Khalid Sheikh Mohammed was waterboarded 183 times. We practiced sleep deprivation on him for 11 straight days. I don't know how many times we smashed his head against a wall, slapped him in the face, put him in a stress position in a freezing room and/or put him in a coffin sized box in extreme heat. But the right-wing argues that it doesn't matter because none of this is torture. They are adamant in saying that it is not even open to interpretation.
Because, remember, if it's at least open to interpretation, we should investigate to see if laws were broken and we crossed the line into torture. Their logic is that this is so obviously not torture that it does not require any investigation at all! It's an open and shut case.

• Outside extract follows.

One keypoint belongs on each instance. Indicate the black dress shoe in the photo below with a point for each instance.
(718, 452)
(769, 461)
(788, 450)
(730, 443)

Obviously, I disagree. It's one thing to admit that this appears to have crossed the line but you have no problem with that because we should be torturing the bad guys to get information out of them (that is a less morally defensible position but at least it's logically consistent). But it's another thing to claim that all of these "enhanced interrogation" techniques are nowhere near torture.
So, let me ask you this -- what if Khalid Sheikh Mohammed had died during one of these extreme interrogations?
Here is a perfectly plausible hypothetical: He's had no sleep for eight days, he's exhausted and stuffed in a tiny box in a sweltering hot room with insects crawling all over him, we take him out, smash his head against the wall three times and then waterboard him for the 162nd time. And boom he goes into cardiac arrest and dies on the spot. Did we just torture him to death or was his death just coincidental? Was his interrogation so obviously clean that it doesn't even require an investigation?
Let's get real. If he had died, everyone in the world would have thought it was torture without a shadow of a doubt. As it was, he survived -- so, it's all kosher? No reasonable person can argue that these draconian techniques do not merit an investigation to see if they crossed the line into torture. Especially because we already know that we have in the past considered waterboarding such a serious crime that we have executed people for practicing it against our soldiers.
I know what conservatives are screaming into their computers right now: "But he didn't die! None of them died. So, your question is an absurd hypothetical." Well, here's the problem with that. In fact, many of them did die.
About one hundred of our detainees died when we were holding them. Of these, 34 are suspected or confirmed homicides. We beat people to death at Bagram Airbase and Abu Ghraib using some of the same techniques authorized by the Pentagon and the Bush administration. Military lawyers told the Bush officials that it would be illegal, inhumane and immoral. And they did it any way. Everyone suffered and some died. That's what happens when you torture people.
Now, the folks who did this have the temerity to say that the people who exposed these crimes are making America look bad. How about the people who committed them in the first place?
They add that we should ignore the homicides and the beatings and the drownings because it would be political to look into them. In reality, the only thing that could stop an investigation of these clear abuses is politics. It's their only shield. Otherwise, a Justice Department inquiry would be monumentally obvious.
If anyone outside of a politician had ordered these beatings, they would already be in the middle of a criminal trial. Obviously a regular citizen can't do it. Cops can't do it (imagine how a judge would handle the case if the cop admitted he got the confession by banging the guy's head against the wall and then drowning him within an inch of his life ... 183 times). As the former Bush officials claim that they are being investigated because of politics, the reality is the exact opposite. Politics is their best friend and their only refuge.